A successful network automation architecture
Historically, network automation has been thought of in silos with a heavy focus on scripting tools. These tools focus on a very specific set of capabilities that allow a Network Engineer to perform their job efficiently. As a result, this has allowed individual Network Engineers to create helpful automation scripts while creating many issues around standards or best practices as a side effect. Hence, today’s networks contain many automation ‘snowflakes’ which don’t align with industry or organizational standards, making it hard to consume and maintain as part of a comprehensive automation vision. A successful network automation approach allows for standards adherence and solution agility. The four core components of any network automation architecture should include:
1. Network Facing Interfaces – how we communicate with the network through a machine interface.
2. Network Context – metadata which allows automation platforms to make decisions regarding the network (Topology, Telemetry, Resource Manager, IPAM, etc.).
3. Automation Lifecycle – how we version control the automation system and the network focused on Infrastructure as Code.
4. Network API/Self Service Portal – intent-based interface which provides abstracted network concepts which can be requested by application owners or customers.
Network automation inefficiencies, evolution and innovation
It is essential that NetOps teams consider these components when creating a network automation strategy. However, the vendor ecosystem continues to be plagued by the need to connect to the library of device types and device interfaces produced by the industry. While we have advanced beyond SNMP to YANG and streaming telemetry, many configuration changes are still made via Command Line Interface (CLI). Vendors who maintain these librnetcaries spend a disproportionate amount of R&D in expanding and maintaining non-modern interfaces while passing the costs onto customers. When customers purchase such products that communicate with network devices they are paying for this R&D multiple times over, while also dealing with security and operational considerations of several similar systems talking to a single network element. Not only is this manual siloed approach inefficient, it is also complex and error prone.
One critical area of innovation has been the advent of the OpenAPI specification also known as Swagger. This specification was not born from a standards organization or planned for years by a set of networking vendors but evolved organically via user-community contribution. As we have moved from SOA and Web Services to general REST interfaces, the need to document and describe these interfaces generated the need for the OpenAPI specification. Conforming to the OpenAPI Spec is simple enough that most enterprise software and network equipment vendors are publishing their REST interfaces to ease consumption efforts for their customers.

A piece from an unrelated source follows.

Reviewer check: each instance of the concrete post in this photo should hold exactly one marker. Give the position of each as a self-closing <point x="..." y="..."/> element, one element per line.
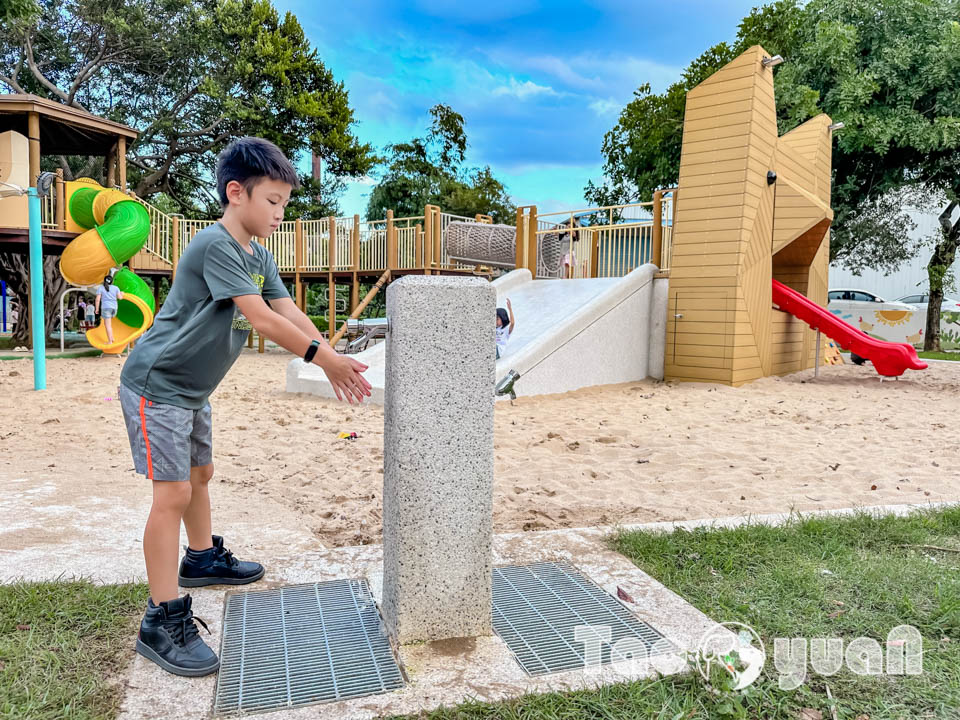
<point x="438" y="458"/>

Today’s modern networks are multi-domain which requires an automation strategy that would comprise of multiple programmable constructs and interfaces (YANG, TOSCA, YAML, NETCONF, REST, etc). Without combining automation with new innovations, organizations will find themselves paralyzed by the complexity of implementing and maintaining these technologies via CLI. By commoditizing the interfaces, operators can collectively focus on innovations and automations that drive towards an agile, modern network.

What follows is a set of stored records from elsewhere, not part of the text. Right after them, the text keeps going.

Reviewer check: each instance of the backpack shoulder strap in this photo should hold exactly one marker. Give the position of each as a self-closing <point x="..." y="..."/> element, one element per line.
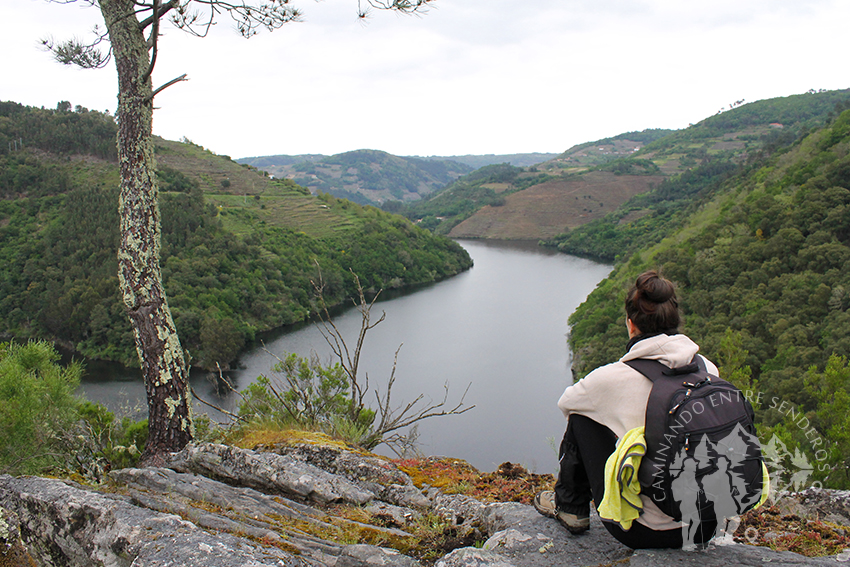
<point x="655" y="370"/>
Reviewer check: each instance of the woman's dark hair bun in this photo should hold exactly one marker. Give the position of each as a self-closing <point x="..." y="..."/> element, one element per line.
<point x="655" y="288"/>
<point x="651" y="304"/>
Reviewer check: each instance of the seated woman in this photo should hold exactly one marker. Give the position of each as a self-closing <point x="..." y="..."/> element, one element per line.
<point x="611" y="401"/>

Thanks to the details provided in an OpenAPI specification, it is possible to generate an integration to any system with a published swagger interface. While it does require heavy lifting to augment the interface with robust capabilities around authentication, throttling, buffering, etc. (which is expected in Enterprise networks and application ecosystems), it pays dividends in the long-run for automating even the most complex of multi-domain networks. For organizations to achieve success with network automation, they must consider an automation platform that minimizes the effort of integrations and provides a self-service venue for anyone to build their own integrations within their multi-domain network.